EL PASO, Texas – How do you perform a root canal?

It’s a delicate and even risky medical procedure, and it’s only one of many extreme procedures happening at the El Paso Zoo.

In 2017, the El Paso Zoo made headlines after it was showcased on National Geographic when zoo veterinarians and outside specialists pioneered a breast cancer treatment for Juno the elephant.

A tiger root canal is a special procedure, but the risk was highlighted when ABC-7’s team walked into the operating room and noticed zookeepers with shotguns to ensure everyone’s safety.

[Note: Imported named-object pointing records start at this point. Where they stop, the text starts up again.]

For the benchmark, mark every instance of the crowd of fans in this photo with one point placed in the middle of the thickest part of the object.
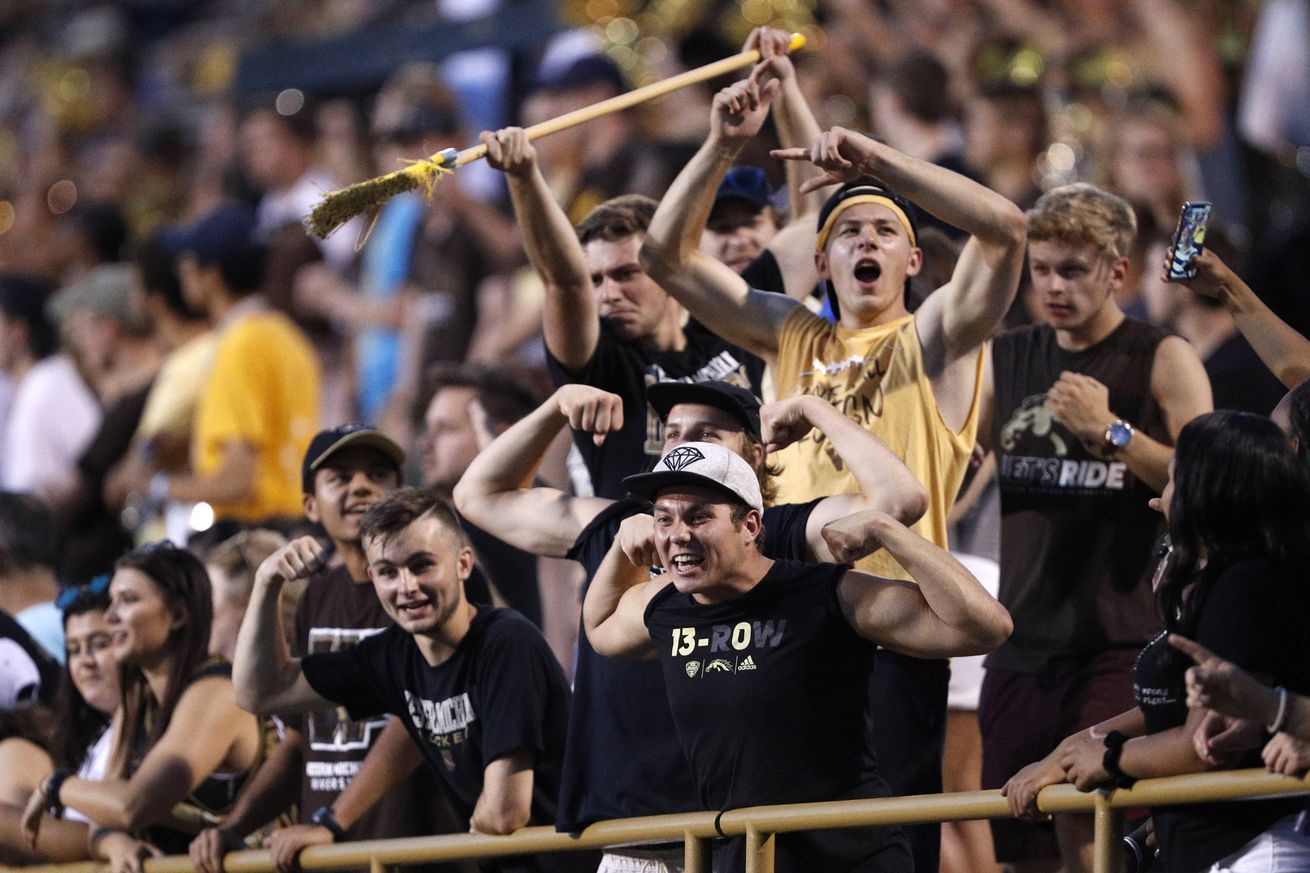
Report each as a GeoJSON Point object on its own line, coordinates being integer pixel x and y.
{"type": "Point", "coordinates": [856, 370]}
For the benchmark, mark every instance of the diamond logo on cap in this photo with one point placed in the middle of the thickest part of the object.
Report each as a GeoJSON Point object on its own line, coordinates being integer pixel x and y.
{"type": "Point", "coordinates": [681, 458]}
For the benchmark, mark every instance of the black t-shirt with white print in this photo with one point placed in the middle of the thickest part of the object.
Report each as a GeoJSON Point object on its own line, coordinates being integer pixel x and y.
{"type": "Point", "coordinates": [333, 614]}
{"type": "Point", "coordinates": [1249, 614]}
{"type": "Point", "coordinates": [769, 692]}
{"type": "Point", "coordinates": [501, 691]}
{"type": "Point", "coordinates": [626, 370]}
{"type": "Point", "coordinates": [622, 756]}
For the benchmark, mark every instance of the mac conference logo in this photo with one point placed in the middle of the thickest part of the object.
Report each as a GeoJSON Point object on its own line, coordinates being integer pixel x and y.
{"type": "Point", "coordinates": [681, 458]}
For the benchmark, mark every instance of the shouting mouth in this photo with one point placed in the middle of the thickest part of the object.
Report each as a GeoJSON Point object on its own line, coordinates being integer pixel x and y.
{"type": "Point", "coordinates": [867, 271]}
{"type": "Point", "coordinates": [685, 562]}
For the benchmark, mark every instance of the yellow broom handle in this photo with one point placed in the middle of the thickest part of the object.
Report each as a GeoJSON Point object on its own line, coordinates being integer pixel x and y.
{"type": "Point", "coordinates": [633, 97]}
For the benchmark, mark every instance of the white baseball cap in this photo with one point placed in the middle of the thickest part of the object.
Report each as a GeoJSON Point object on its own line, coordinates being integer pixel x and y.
{"type": "Point", "coordinates": [705, 464]}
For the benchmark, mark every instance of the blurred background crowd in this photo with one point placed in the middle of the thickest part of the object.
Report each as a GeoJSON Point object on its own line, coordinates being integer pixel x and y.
{"type": "Point", "coordinates": [138, 130]}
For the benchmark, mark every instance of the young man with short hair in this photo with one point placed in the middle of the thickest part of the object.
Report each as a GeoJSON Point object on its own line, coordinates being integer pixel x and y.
{"type": "Point", "coordinates": [608, 324]}
{"type": "Point", "coordinates": [1081, 413]}
{"type": "Point", "coordinates": [767, 662]}
{"type": "Point", "coordinates": [345, 472]}
{"type": "Point", "coordinates": [477, 688]}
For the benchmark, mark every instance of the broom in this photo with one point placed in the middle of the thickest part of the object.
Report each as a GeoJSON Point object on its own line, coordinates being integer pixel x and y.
{"type": "Point", "coordinates": [337, 207]}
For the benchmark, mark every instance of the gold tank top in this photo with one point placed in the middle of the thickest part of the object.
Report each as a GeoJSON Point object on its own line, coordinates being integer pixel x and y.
{"type": "Point", "coordinates": [877, 378]}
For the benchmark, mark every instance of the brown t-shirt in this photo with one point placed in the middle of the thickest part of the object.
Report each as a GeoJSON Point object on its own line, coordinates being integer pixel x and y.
{"type": "Point", "coordinates": [1076, 530]}
{"type": "Point", "coordinates": [336, 612]}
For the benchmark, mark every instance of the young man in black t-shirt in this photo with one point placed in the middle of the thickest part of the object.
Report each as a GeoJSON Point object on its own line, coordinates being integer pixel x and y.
{"type": "Point", "coordinates": [765, 662]}
{"type": "Point", "coordinates": [1081, 413]}
{"type": "Point", "coordinates": [607, 324]}
{"type": "Point", "coordinates": [622, 756]}
{"type": "Point", "coordinates": [346, 469]}
{"type": "Point", "coordinates": [477, 688]}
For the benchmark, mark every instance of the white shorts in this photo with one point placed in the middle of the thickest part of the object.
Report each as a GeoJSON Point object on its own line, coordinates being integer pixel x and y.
{"type": "Point", "coordinates": [1279, 850]}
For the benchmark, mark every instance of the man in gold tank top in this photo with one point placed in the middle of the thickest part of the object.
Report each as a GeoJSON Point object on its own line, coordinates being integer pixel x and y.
{"type": "Point", "coordinates": [911, 379]}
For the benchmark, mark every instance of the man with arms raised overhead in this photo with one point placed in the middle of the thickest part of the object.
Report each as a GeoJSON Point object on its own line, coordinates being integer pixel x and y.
{"type": "Point", "coordinates": [911, 379]}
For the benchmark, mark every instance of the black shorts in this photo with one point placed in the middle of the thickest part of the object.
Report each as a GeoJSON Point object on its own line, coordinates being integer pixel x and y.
{"type": "Point", "coordinates": [1023, 716]}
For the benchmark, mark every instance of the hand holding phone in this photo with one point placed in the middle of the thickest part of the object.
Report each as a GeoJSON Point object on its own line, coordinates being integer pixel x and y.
{"type": "Point", "coordinates": [1188, 240]}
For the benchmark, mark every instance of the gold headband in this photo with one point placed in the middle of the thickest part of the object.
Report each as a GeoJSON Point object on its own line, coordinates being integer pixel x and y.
{"type": "Point", "coordinates": [863, 198]}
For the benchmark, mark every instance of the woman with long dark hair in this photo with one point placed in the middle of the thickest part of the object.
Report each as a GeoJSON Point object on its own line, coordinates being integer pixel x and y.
{"type": "Point", "coordinates": [182, 749]}
{"type": "Point", "coordinates": [1238, 511]}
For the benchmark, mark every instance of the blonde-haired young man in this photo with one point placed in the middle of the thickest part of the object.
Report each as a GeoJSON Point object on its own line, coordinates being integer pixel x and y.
{"type": "Point", "coordinates": [1081, 413]}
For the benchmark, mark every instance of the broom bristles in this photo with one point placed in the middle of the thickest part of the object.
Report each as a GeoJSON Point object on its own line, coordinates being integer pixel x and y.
{"type": "Point", "coordinates": [337, 207]}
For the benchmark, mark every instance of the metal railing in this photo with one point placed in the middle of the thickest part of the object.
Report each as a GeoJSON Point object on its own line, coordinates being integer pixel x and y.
{"type": "Point", "coordinates": [760, 823]}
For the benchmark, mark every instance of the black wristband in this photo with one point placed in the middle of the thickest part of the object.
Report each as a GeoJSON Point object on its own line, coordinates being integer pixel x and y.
{"type": "Point", "coordinates": [324, 817]}
{"type": "Point", "coordinates": [97, 835]}
{"type": "Point", "coordinates": [1110, 760]}
{"type": "Point", "coordinates": [53, 784]}
{"type": "Point", "coordinates": [231, 839]}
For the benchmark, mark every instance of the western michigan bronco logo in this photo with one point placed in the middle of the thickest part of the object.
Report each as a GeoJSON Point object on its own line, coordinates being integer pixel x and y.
{"type": "Point", "coordinates": [1032, 417]}
{"type": "Point", "coordinates": [1040, 456]}
{"type": "Point", "coordinates": [681, 458]}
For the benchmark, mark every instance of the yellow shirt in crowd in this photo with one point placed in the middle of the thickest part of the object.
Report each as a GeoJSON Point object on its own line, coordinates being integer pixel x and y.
{"type": "Point", "coordinates": [877, 378]}
{"type": "Point", "coordinates": [262, 391]}
{"type": "Point", "coordinates": [176, 393]}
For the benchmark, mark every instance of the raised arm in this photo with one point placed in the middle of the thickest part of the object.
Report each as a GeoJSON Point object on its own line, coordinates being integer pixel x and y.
{"type": "Point", "coordinates": [570, 324]}
{"type": "Point", "coordinates": [505, 804]}
{"type": "Point", "coordinates": [389, 762]}
{"type": "Point", "coordinates": [946, 614]}
{"type": "Point", "coordinates": [1281, 349]}
{"type": "Point", "coordinates": [263, 674]}
{"type": "Point", "coordinates": [886, 484]}
{"type": "Point", "coordinates": [176, 764]}
{"type": "Point", "coordinates": [955, 320]}
{"type": "Point", "coordinates": [615, 611]}
{"type": "Point", "coordinates": [794, 245]}
{"type": "Point", "coordinates": [1179, 386]}
{"type": "Point", "coordinates": [497, 494]}
{"type": "Point", "coordinates": [711, 291]}
{"type": "Point", "coordinates": [1226, 688]}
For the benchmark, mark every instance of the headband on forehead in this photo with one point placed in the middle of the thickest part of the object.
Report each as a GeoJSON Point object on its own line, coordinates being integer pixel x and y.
{"type": "Point", "coordinates": [854, 197]}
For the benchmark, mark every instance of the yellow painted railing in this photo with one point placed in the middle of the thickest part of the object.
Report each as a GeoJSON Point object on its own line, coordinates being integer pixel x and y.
{"type": "Point", "coordinates": [760, 823]}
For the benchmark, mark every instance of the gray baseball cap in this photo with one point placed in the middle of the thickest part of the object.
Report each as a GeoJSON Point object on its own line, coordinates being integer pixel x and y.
{"type": "Point", "coordinates": [705, 464]}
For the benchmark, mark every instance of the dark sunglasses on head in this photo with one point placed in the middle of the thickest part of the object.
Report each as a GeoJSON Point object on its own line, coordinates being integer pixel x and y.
{"type": "Point", "coordinates": [100, 585]}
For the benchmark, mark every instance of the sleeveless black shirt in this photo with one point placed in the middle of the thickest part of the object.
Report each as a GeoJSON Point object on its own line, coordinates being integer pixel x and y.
{"type": "Point", "coordinates": [1076, 531]}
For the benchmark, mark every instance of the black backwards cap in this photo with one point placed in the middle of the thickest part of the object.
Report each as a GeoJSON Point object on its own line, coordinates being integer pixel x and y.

Special Report: How El Paso zookeepers perform root canals on tiger

When your patient is a 250-pound Malayan tiger, “there’s a sense of urgency all the time,” said associate veterinarian Misty Garcia.

The staff only gets one hour to perform the root canal.

“We have to be quick because these animals can’t be sedated for a very long time,” said dentist Bridgette Burris.

“Obviously, there’s a risk because there’s a dangerous animal,” Garcia said.

Keeping Seri, as the tiger is called, under anesthesia is crucial to the safety of the tiger and the staff.

“We have one veterinarian technician that’s constantly monitoring the animal,” Garcia said.

Staff constantly checks Seri’s blood pressure, heart rate and breathing to make sure the tiger remains in a deep sleep.

“Any time, especially if we have a dangerous carnivore down, we make sure they are intubated. They have have a tube where they are constantly getting gas anesthesia. They also have a intravenous catheter so, if we need to give medication right away, we have vascular access that will be able to work quickly,” Garcia said.

The root canal itself is pretty much performed as it would be on a human. In fact, Burris and her team are people dentists.

“We’ve been volunteering here at the El Paso Zoo for 27 years,” Burris said.Even for the experts, the procedure required research and a month of planning.

“Before I come they tell me what tooth it is and then I study the anatomy on what that tooth is going to look like on that species and we go from there,” Burris said.

Burris told ABC-7 that the tools have to be ordered specially and preparation is essential.

“Just getting the tools we need here and making sure we have everything we need because if we forget something it’s too late. We can’t run back to the office and pick it up,” Burris said.

Staff members check X-rays to make sure the nerve has been properly removed. Then, they seal the tooth to prevent bacteria from infecting the area again. They even clean up some plaque off the tiger’s teeth.

Although the staff members are focused during the procedure, they are still in awe of their patient.

“Anytime you get this close to a big animal like that it’s always really exciting. I mean, you can see the power that they have when they are close-up,” Garcia said.

“They are majestic, the animals are. They are just amazing,” Burris said.

Remember, Burris and her team aren’t getting paid but, to them, the experience is priceless.

“It’s very rewarding because I’m an animal lover and so, if I can help in any way with helping these animals stay healthy, I’m all for it,” Burris said.

When last checked, the procedure had gone as expected, and Seri was being lazy under the sun, being lazy. She’s back to eating lots of meat and her favorite treat, whole fish.